Виктор Селезнёв
Опубликовано в журнале Волга, номер 2, 1999
Марк Азадовский. Юлиан Оксман. Переписка. 1944 — 1954. — М.: Новое литературное обозрение, 1998.
24 ноября 1954 года умер Марк Константинович Азадовский. Изгнанный из бастиона официальной науки — Пушкинского Дома, из Ленинградского университета имени Жданова. А уже 30 ноября Юлиан Григорьевич Оксман рассказывает нам, участникам его спецсеминара в Саратовском университете, об ушедшем учёном, с которым дружил четыре десятилетия. Рассказывает так, словно уже в далёкую историю отошли перманентные коммунистические погромы отечественной науки, словно за окном не 1954-й, а хотя бы 1984 год.
Оксман по гамбургскому счёту оценивает труды своего опального друга: “Мировое имя. Классические работы его переведены на английский и другие языки. Его ценил Горький”. Ещё никто не вымолвил ни единого честного словечка об охоте на так называемых безродных космополитов (кто поведает, чем они похуже пролетарских интернационалистов?), о всесоюзной травле последователей Александра Веселовского, основателя школы историко-сравнительного литературоведения, а Юлиан Григорьевич в саратовской опасливой тиши первым публично заговорил об этом: “Азадовский — почитатель Веселовского. Считал, что его труды сохранили своё значение. Его уважение к Веселовскому было оценено как низкопоклонство. Установил связь сказок Пушкина с иностранным фольклором… Азадовского прорабатывали, когда он умирал. Он дожил до своего признания. Люди, травившие его, сошли с исторической арены. В день смерти Азадовского вышел учебник фольклора с его вводной статьёй”.
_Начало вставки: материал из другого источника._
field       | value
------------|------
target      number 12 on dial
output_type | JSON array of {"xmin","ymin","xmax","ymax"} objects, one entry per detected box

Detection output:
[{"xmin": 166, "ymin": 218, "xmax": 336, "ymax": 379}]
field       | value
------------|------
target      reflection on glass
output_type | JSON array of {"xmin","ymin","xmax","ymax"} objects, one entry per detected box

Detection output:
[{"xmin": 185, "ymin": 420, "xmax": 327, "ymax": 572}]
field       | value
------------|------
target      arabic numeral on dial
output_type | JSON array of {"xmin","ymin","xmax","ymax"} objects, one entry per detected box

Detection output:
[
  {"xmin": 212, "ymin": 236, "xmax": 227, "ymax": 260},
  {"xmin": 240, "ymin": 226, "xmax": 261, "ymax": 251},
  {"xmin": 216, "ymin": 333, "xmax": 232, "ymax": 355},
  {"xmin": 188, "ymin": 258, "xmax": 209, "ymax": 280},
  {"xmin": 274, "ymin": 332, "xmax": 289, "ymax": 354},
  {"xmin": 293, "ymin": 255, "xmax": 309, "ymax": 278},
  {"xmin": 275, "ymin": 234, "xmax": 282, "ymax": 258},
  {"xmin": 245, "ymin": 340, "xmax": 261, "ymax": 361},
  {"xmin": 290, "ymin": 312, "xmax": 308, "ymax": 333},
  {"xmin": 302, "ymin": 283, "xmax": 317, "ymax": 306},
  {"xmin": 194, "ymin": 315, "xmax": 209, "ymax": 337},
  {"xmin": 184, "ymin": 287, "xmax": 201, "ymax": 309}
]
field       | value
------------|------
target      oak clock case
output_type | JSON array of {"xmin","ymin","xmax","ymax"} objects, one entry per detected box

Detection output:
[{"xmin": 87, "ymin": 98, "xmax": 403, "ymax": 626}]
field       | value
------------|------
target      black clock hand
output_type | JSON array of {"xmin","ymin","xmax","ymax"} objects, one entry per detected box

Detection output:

Константин Азадовский подготовил по самым высоким академическим меркам и издал переписку двух выдающихся филологов за 1944 — 1954 годы. За десять самых беспросветных советских лет (лишь после марта 1953 года самое худшее уже минуло). Когда велика была вероятность ареста Азадовского — прилюдно заклеймённого космополита. Когда та же участь грозила Оксману, чудом вернувшемуся к жизни и к науке после гулаговской каторги: в конце 40-х годов кинулись хватать по второму кругу многих из отсидевших.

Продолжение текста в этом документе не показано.